WaveMark is already creating and accelerating a digital supply chain that uses a trusted platform to share data across the point of manufacturing to the point of care. “We’re investing in a centralized, system-wide management process and a clinically integrated strategy supported by data and analytics provides access to insights previously unavailable to providers and manufacturers. It’s critical to our success.”

Another example is incorporating the use of a consistent, globally adopted standard, such as GS1, to trace products throughout their supply chain journey. GS1 is an agency that issues unique device indication (UDI), so that manufacturers who supply regulated medical devices have a global framework to identify, capture and share product information.

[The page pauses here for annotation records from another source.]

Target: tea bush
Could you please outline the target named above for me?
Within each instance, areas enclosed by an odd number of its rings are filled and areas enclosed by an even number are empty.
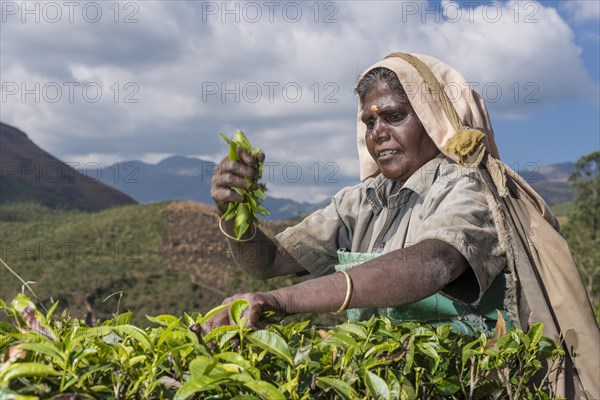
[[[563,356],[539,324],[493,338],[385,317],[250,331],[236,301],[235,326],[199,339],[223,306],[141,329],[131,313],[91,327],[56,305],[0,301],[13,321],[0,324],[0,399],[548,399],[548,375],[532,377]]]

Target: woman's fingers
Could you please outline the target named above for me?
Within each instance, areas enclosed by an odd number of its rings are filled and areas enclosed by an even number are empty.
[[[264,161],[265,154],[259,152],[253,157],[245,150],[238,149],[239,161],[228,157],[215,167],[211,180],[210,196],[222,212],[227,210],[229,202],[241,202],[243,196],[234,188],[252,189],[256,187],[258,178],[258,163]]]

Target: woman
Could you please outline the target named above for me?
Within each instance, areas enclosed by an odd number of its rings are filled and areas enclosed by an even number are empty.
[[[265,323],[264,311],[347,309],[354,320],[384,314],[465,333],[491,333],[499,314],[522,329],[541,321],[545,335],[565,334],[567,366],[579,368],[563,394],[584,396],[584,387],[600,397],[600,335],[576,267],[546,205],[499,161],[481,97],[439,60],[404,53],[370,67],[356,92],[359,185],[273,239],[254,227],[236,241],[231,222],[221,226],[252,276],[314,279],[225,302],[247,299],[253,327]],[[215,169],[211,195],[221,213],[242,200],[231,188],[256,176],[264,154],[240,157]],[[558,288],[573,297],[565,301]],[[222,312],[204,329],[229,322]]]

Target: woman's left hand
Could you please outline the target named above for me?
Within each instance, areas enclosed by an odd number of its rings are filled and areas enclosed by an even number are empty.
[[[248,308],[243,311],[242,317],[246,317],[248,320],[246,327],[250,329],[263,329],[268,324],[281,321],[287,315],[280,297],[273,292],[236,294],[225,299],[223,304],[231,304],[239,299],[244,299],[249,303]],[[263,314],[268,311],[272,311],[274,314],[265,318]],[[208,320],[202,326],[202,332],[206,334],[223,325],[235,325],[229,315],[229,307]]]

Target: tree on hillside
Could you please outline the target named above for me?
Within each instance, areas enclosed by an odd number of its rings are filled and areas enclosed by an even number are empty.
[[[577,190],[564,234],[592,304],[600,301],[600,151],[577,161],[569,182]]]

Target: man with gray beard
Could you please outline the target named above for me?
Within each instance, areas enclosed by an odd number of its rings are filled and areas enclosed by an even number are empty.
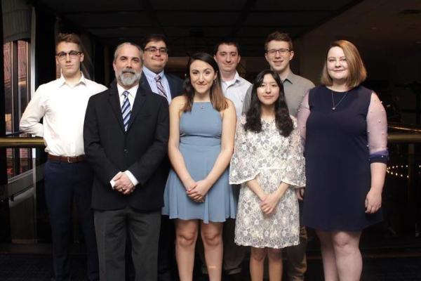
[[[158,239],[166,177],[168,107],[165,98],[139,86],[142,50],[123,43],[114,53],[116,80],[91,98],[83,127],[94,170],[92,208],[102,281],[124,280],[126,239],[135,280],[156,280]]]

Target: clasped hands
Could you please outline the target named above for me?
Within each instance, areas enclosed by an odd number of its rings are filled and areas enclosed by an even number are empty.
[[[135,185],[126,173],[119,172],[112,178],[112,180],[115,181],[114,190],[117,190],[124,195],[131,195],[135,190]]]
[[[279,193],[275,191],[269,194],[265,194],[260,197],[260,209],[263,213],[270,215],[275,211],[279,200],[283,195],[283,193],[281,195]]]
[[[211,186],[206,180],[194,181],[193,179],[188,181],[184,185],[187,196],[196,203],[205,202],[205,196]]]

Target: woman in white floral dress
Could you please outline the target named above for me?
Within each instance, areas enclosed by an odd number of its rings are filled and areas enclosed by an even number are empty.
[[[229,183],[241,184],[235,242],[251,246],[252,280],[282,276],[281,249],[300,242],[295,187],[305,185],[297,122],[289,115],[283,87],[272,70],[258,74],[247,114],[237,123]]]

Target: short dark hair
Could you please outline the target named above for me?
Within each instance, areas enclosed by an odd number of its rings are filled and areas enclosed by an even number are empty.
[[[119,44],[116,47],[116,50],[114,51],[113,63],[115,63],[116,60],[117,60],[117,57],[119,56],[119,51],[120,51],[120,49],[121,48],[123,48],[123,46],[125,45],[133,46],[135,47],[138,50],[139,50],[139,51],[140,52],[140,60],[142,60],[142,54],[143,53],[143,51],[142,50],[142,48],[140,48],[140,46],[139,45],[138,45],[137,44],[133,43],[133,42],[123,42],[123,43]],[[142,62],[142,63],[143,63],[143,62]]]
[[[293,46],[293,39],[291,39],[291,37],[290,37],[288,33],[276,31],[267,35],[267,37],[266,37],[266,40],[265,40],[265,52],[267,51],[267,44],[271,41],[284,41],[286,42],[288,42],[290,51],[294,51],[294,47]]]
[[[66,43],[74,43],[75,44],[79,46],[79,51],[81,49],[81,38],[74,33],[59,33],[57,34],[57,38],[55,39],[55,48],[59,44],[62,42]]]
[[[145,51],[145,47],[146,46],[146,45],[147,45],[149,42],[159,41],[163,41],[163,43],[165,43],[165,44],[166,45],[167,48],[168,47],[167,37],[163,34],[160,34],[157,33],[149,34],[146,37],[145,37],[142,41],[142,45],[140,46],[142,47],[142,49]]]
[[[213,48],[213,55],[216,55],[216,53],[218,53],[218,49],[219,48],[219,46],[221,45],[224,45],[224,44],[235,46],[237,49],[237,53],[238,53],[239,55],[240,55],[240,46],[239,45],[239,43],[232,38],[225,38],[225,39],[222,39],[222,40],[220,40],[215,45],[215,48]]]

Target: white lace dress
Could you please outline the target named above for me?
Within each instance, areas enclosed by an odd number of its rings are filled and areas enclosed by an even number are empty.
[[[246,117],[239,120],[235,148],[231,159],[229,183],[241,184],[235,226],[235,242],[257,248],[283,248],[300,242],[298,202],[294,188],[305,185],[305,159],[296,119],[287,138],[279,133],[274,119],[262,120],[262,131],[246,131]],[[267,193],[281,183],[288,183],[274,214],[260,209],[260,200],[248,188],[255,178]]]

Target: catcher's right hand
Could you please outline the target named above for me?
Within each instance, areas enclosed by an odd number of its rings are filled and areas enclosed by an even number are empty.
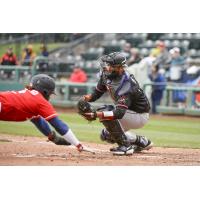
[[[77,104],[78,113],[88,121],[96,120],[96,110],[84,97],[80,98]]]

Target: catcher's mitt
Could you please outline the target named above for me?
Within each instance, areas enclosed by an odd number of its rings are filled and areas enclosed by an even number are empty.
[[[81,98],[78,101],[77,108],[78,108],[78,113],[82,117],[84,117],[86,120],[88,121],[96,120],[97,118],[96,110],[93,108],[93,106],[90,103],[85,101],[84,98]]]

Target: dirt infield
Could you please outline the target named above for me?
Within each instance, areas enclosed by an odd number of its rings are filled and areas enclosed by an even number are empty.
[[[110,145],[85,143],[96,149],[96,154],[79,153],[71,146],[57,146],[46,138],[21,137],[0,134],[1,166],[170,166],[200,165],[200,149],[160,148],[135,153],[131,156],[113,156]]]

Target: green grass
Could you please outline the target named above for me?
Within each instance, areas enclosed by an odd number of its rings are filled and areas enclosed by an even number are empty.
[[[87,123],[78,114],[60,114],[81,141],[102,143],[99,133],[103,125],[98,121]],[[200,120],[151,118],[149,123],[135,133],[149,137],[155,146],[200,148]],[[0,122],[0,132],[12,135],[43,136],[31,122]]]

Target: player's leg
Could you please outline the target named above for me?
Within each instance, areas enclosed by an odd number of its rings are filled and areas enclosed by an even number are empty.
[[[124,117],[120,120],[126,137],[131,144],[136,145],[135,151],[149,150],[152,148],[153,143],[145,136],[136,135],[133,132],[129,132],[130,129],[142,128],[149,119],[148,113],[135,113],[133,111],[127,111]]]

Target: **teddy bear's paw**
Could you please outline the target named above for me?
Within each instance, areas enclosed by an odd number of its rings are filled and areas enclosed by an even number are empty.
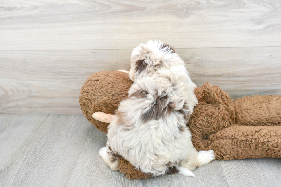
[[[215,159],[215,154],[214,151],[200,151],[197,152],[198,160],[200,165],[208,164]]]
[[[179,173],[185,176],[188,177],[192,177],[195,178],[195,175],[193,174],[192,172],[188,169],[185,168],[181,166],[179,167]]]

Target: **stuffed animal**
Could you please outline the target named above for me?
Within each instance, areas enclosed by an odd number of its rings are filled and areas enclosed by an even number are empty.
[[[111,115],[128,96],[132,83],[126,72],[93,74],[80,92],[84,115],[106,133]],[[281,96],[247,96],[233,101],[218,87],[208,83],[194,93],[198,104],[187,125],[198,151],[212,149],[219,160],[281,158]],[[130,179],[150,176],[123,158],[119,169]]]

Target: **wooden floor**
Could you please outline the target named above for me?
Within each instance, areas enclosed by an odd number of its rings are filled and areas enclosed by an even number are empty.
[[[281,158],[215,160],[195,178],[129,180],[98,155],[106,141],[83,114],[1,114],[0,186],[281,186]]]
[[[128,70],[151,39],[198,86],[281,95],[278,0],[2,0],[0,187],[281,186],[280,158],[214,160],[196,178],[129,180],[105,164],[106,135],[81,114],[80,89],[95,72]]]
[[[2,0],[0,113],[81,113],[87,77],[128,70],[133,48],[155,39],[198,86],[281,95],[280,1]]]

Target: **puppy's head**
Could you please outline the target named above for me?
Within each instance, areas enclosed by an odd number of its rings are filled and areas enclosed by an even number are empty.
[[[157,70],[169,69],[184,62],[171,46],[159,41],[151,40],[134,49],[130,61],[130,79],[137,79],[154,74]]]

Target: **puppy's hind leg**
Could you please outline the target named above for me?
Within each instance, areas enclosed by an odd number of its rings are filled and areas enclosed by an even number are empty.
[[[119,159],[121,157],[120,155],[114,153],[107,146],[101,148],[99,153],[112,170],[116,171],[119,169]]]

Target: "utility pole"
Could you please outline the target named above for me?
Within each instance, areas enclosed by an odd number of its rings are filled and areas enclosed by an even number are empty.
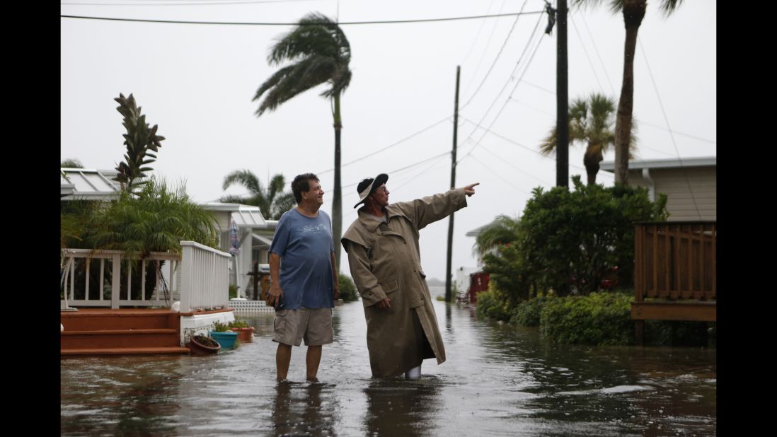
[[[451,188],[456,186],[456,141],[458,132],[458,77],[461,74],[461,65],[456,66],[456,96],[453,106],[453,151],[451,153]],[[451,290],[451,258],[453,257],[453,213],[448,217],[448,262],[445,263],[445,302],[453,300],[453,293]]]
[[[552,14],[550,3],[545,2],[545,10]],[[566,64],[566,0],[558,0],[556,35],[556,186],[570,186],[570,115],[569,115],[569,68]],[[549,16],[549,20],[550,19]],[[550,26],[549,26],[550,27]],[[549,33],[549,31],[546,30]]]

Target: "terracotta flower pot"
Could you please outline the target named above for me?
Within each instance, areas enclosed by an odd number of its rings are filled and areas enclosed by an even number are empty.
[[[253,340],[253,328],[232,328],[234,332],[238,333],[238,340],[241,342],[252,342]]]

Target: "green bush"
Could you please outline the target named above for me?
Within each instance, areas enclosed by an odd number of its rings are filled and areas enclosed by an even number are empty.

  1. Embracing disruption. Technology disruptions are happening all they time – and they continue to change health care for the better, McBride said.

He noted Amazon’s recent release of a new concept for automated technology that will allow Whole Foods shoppers to skip the checkout line. “I imagine that same sort of technology could be used in a health care setting,” McBride said. “Staff could quickly walk into a product storage area, grab what they need and go. Meanwhile, on the back end, the inventory would be tracked and maintained using one centralized system. This is exactly the type of disruption we’re embracing and driving at Cardinal Health.”

As we help health systems and hospitals manage current challenges, we’re also preparing for future disruptions, McBride notes. “We know we may not be able to predict the next health care crisis. But, with a keen focus on innovations, we are better prepared than ever before – and better able to ensure that our customers can continue to provide the very best care for their patients.”